All too often, a teenager is dumbfounded when it comes to filling out that all-important college application form, especially when he gets to the part where he has to choose a specific course. Will he opt for a course that seems easy, ensuring him an almost stress-free time in college? Or will he go for a course that’s difficult but singularly interesting, guaranteeing him a fulfilling collegiate journey?

Of course, we want our children to make up their own minds, but who’s to say that we shouldn’t make ourselves part of the process? Your child needs your counsel now more than ever. After all, it’s his future that’s at stake.

Steer him toward making the right decision by asking him the following questions:

  • Who are your heroes?

Who does your child look up to? Is it his soccer coach, who’s good at encouraging every player to do his best? Is it his aunt, who runs her own business? Or maybe it’s the chef, who whips up delicious meals at your family’s favorite restaurant? Knowing who your child’s heroes are will give you an idea of the kind of person that he hopes to be.

  • What do you dream about?

Does he dream of having a corner office at a top corporation? Does he see himself running a small resort in an island paradise? Or maybe he wants to be a social leader, fighting for causes dear to his heart? Knowing your child’s dreams will give you an idea of the kind of lifestyle that he hopes to lead in the future.

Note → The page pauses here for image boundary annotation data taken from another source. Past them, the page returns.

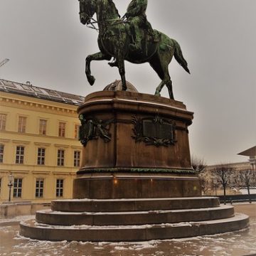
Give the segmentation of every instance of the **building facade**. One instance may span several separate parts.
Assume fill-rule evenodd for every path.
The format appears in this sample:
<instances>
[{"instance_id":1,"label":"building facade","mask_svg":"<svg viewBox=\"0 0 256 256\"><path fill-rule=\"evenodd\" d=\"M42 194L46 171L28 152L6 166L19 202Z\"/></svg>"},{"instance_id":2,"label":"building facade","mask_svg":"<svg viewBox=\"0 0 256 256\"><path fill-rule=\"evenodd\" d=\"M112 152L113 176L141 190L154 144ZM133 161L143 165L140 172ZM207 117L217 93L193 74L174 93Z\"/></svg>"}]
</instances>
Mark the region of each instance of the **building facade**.
<instances>
[{"instance_id":1,"label":"building facade","mask_svg":"<svg viewBox=\"0 0 256 256\"><path fill-rule=\"evenodd\" d=\"M0 202L72 198L83 97L0 80Z\"/></svg>"}]
</instances>

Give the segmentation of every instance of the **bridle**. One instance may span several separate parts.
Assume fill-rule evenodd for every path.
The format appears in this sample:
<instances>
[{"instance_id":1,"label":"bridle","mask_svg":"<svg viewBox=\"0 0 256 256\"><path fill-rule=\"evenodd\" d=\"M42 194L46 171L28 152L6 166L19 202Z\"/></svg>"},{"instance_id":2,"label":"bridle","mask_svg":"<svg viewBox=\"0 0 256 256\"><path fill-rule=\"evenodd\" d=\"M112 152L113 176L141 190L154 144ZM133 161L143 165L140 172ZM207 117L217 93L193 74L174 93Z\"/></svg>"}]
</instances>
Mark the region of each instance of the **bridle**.
<instances>
[{"instance_id":1,"label":"bridle","mask_svg":"<svg viewBox=\"0 0 256 256\"><path fill-rule=\"evenodd\" d=\"M87 1L88 0L78 0L78 1L80 2L80 4L85 4L86 1ZM85 11L80 11L79 14L82 14L86 18L88 18L88 21L87 21L87 23L86 23L86 26L89 28L95 29L95 31L99 32L99 28L96 28L95 24L99 24L100 22L97 21L97 20L95 20L94 18L92 18L92 16L90 16L87 14L86 14ZM119 21L119 22L114 23L111 24L110 26L125 23L127 22L127 18L125 17L125 16L124 16L123 17L118 18L118 19L116 19L116 18L107 19L105 21Z\"/></svg>"}]
</instances>

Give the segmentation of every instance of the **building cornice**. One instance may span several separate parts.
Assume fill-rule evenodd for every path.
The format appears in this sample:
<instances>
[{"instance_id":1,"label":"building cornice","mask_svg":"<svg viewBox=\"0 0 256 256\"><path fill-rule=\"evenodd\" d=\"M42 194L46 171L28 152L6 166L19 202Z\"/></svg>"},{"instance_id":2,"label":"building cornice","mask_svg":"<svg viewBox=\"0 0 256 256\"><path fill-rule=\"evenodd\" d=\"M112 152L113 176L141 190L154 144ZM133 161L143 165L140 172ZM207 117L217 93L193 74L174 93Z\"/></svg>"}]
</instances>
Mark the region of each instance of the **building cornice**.
<instances>
[{"instance_id":1,"label":"building cornice","mask_svg":"<svg viewBox=\"0 0 256 256\"><path fill-rule=\"evenodd\" d=\"M10 94L11 95L11 94ZM29 100L30 98L26 96L18 95L20 98L10 97L9 94L1 92L0 95L0 104L9 107L14 107L14 105L17 108L31 109L37 112L48 112L52 113L58 113L58 114L78 116L77 108L75 105L69 105L60 102L54 102L41 100L38 98L32 98L34 100Z\"/></svg>"}]
</instances>

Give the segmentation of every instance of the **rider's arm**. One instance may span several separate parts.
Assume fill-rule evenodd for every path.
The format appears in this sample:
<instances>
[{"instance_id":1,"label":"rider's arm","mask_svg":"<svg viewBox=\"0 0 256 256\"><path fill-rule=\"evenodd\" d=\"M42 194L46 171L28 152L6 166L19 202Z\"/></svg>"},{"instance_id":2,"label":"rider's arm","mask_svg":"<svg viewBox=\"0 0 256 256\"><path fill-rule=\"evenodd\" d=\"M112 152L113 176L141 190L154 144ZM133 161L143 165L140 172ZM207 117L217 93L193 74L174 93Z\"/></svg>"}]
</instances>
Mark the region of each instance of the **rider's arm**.
<instances>
[{"instance_id":1,"label":"rider's arm","mask_svg":"<svg viewBox=\"0 0 256 256\"><path fill-rule=\"evenodd\" d=\"M127 17L135 17L145 13L147 6L147 0L132 0L129 4Z\"/></svg>"}]
</instances>

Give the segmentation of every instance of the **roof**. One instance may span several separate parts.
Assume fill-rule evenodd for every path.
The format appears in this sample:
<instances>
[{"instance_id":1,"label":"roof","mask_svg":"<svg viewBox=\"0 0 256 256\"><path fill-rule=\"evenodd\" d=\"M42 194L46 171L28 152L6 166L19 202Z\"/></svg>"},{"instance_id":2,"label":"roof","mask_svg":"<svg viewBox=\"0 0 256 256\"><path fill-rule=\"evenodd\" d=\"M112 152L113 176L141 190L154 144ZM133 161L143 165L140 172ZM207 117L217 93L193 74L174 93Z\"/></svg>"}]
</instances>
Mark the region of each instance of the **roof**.
<instances>
[{"instance_id":1,"label":"roof","mask_svg":"<svg viewBox=\"0 0 256 256\"><path fill-rule=\"evenodd\" d=\"M85 100L82 96L33 86L29 82L23 84L4 79L0 79L1 91L77 106L80 106Z\"/></svg>"},{"instance_id":2,"label":"roof","mask_svg":"<svg viewBox=\"0 0 256 256\"><path fill-rule=\"evenodd\" d=\"M252 146L250 149L246 149L242 152L238 153L238 154L247 156L256 156L256 146Z\"/></svg>"}]
</instances>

  • What do you like? What don’t you like?

Steer your questions toward possible career choices. For example, does he like working with people? Does he fancy the arts or are the sciences more to his liking? Would he rather solve tricky problems or come up with fabulous ideas?

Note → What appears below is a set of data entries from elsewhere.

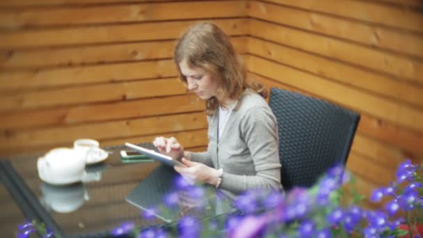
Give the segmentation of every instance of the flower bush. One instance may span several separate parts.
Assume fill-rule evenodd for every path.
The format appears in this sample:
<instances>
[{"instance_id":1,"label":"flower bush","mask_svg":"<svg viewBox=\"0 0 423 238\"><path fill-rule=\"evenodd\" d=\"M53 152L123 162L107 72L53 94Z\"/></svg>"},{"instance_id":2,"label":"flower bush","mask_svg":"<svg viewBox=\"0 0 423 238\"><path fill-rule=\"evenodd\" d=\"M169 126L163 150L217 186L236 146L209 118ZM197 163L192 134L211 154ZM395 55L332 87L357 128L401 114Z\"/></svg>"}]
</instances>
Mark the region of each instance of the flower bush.
<instances>
[{"instance_id":1,"label":"flower bush","mask_svg":"<svg viewBox=\"0 0 423 238\"><path fill-rule=\"evenodd\" d=\"M409 160L401 164L396 180L371 196L374 203L389 198L378 210L360 206L364 196L357 193L353 177L335 166L310 189L294 188L287 193L247 191L233 203L239 212L228 216L198 220L186 215L173 225L143 229L127 222L111 234L134 237L422 237L422 166ZM201 201L207 195L201 187L182 177L175 184L177 189L164 198L168 209L184 199L181 191L189 194L189 203L199 203L195 207L204 205ZM151 212L142 216L145 219L154 216ZM19 227L18 237L28 237L35 230L45 237L52 235L42 225L27 223Z\"/></svg>"}]
</instances>

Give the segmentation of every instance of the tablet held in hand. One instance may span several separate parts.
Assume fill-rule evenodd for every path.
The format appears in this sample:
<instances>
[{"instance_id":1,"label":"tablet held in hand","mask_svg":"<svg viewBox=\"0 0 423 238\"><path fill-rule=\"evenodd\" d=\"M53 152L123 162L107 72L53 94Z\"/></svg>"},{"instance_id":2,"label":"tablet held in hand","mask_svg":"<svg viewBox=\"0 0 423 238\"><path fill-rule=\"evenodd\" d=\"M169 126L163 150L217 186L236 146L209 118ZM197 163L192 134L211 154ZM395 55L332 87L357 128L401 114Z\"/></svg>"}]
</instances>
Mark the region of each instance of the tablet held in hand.
<instances>
[{"instance_id":1,"label":"tablet held in hand","mask_svg":"<svg viewBox=\"0 0 423 238\"><path fill-rule=\"evenodd\" d=\"M145 148L135 145L134 144L131 144L131 143L127 143L127 142L125 143L125 145L127 147L130 148L131 149L138 152L140 154L145 154L145 156L147 156L150 159L162 162L163 164L168 165L169 166L186 167L186 166L185 166L184 164L179 162L179 161L173 159L172 157L170 157L169 156L158 153L154 150L148 150Z\"/></svg>"}]
</instances>

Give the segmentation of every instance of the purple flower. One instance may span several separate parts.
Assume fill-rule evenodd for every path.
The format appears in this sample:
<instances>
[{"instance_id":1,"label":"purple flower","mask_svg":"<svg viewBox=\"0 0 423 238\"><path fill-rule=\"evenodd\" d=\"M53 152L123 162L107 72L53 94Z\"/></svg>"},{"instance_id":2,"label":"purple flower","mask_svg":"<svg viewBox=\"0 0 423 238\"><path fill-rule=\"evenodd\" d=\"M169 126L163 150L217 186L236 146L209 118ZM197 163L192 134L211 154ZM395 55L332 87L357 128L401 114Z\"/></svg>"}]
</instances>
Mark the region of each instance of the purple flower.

  • How would you describe yourself?

Is he adventurous or conforming? Would he describe himself as an introvert or an extrovert? Is he a pessimist or an optimist? Does he know how to put order in a chaotic environment? Or does he work better in a messy place?

After gathering all his replies, the two of you can match his personality and interests with suitable career opportunities. Here we look toward Dr. John Holland’s theory of career choice. According to his theory, there are six personality types, each of which can be matched with suitable job environments.

  • The realist is practical, persistent, and self-effacing with a talent for things mechanical. He may not be blessed with social skills, but he knows how to get the job done. He’ll make a good mechanic, farmer, or surveyor.
  • The artistic is idealistic, expressive, and independent with a flair for the dramatic. He has a talent for the arts, but has a hard time keeping his files in order. He’ll make a good writer, actor, or interior decorator.
  • The investigative is analytical, rational, and precise with a liking for math and science. He’ll make a good chemist, physicist, or medical technologist.
  • The social is generous, persuasive, and responsible with a knack for listening to people. He’ll make a good psychologist, counselor, or teacher.
  • The enterprising is adventurous, self-confident, and ambitious. He is a born leader with excellent speaking abilities. He’ll make a good salesperson, corporate executive, or television producer.
  • The conventional is efficient, conscientious, and obedient. He likes things nice and precise, and would stick to a plan no matter what. He’ll make a good accountant, financial analyst, and banker.

This is a rational way of steering your child toward a college course that suits his temperament and interests. Of course, you cannot force him to do it your way. Still, give it a try. At the very least, he will gain more self-knowledge from this exercise, something that he’ll need as he enters the world of adults.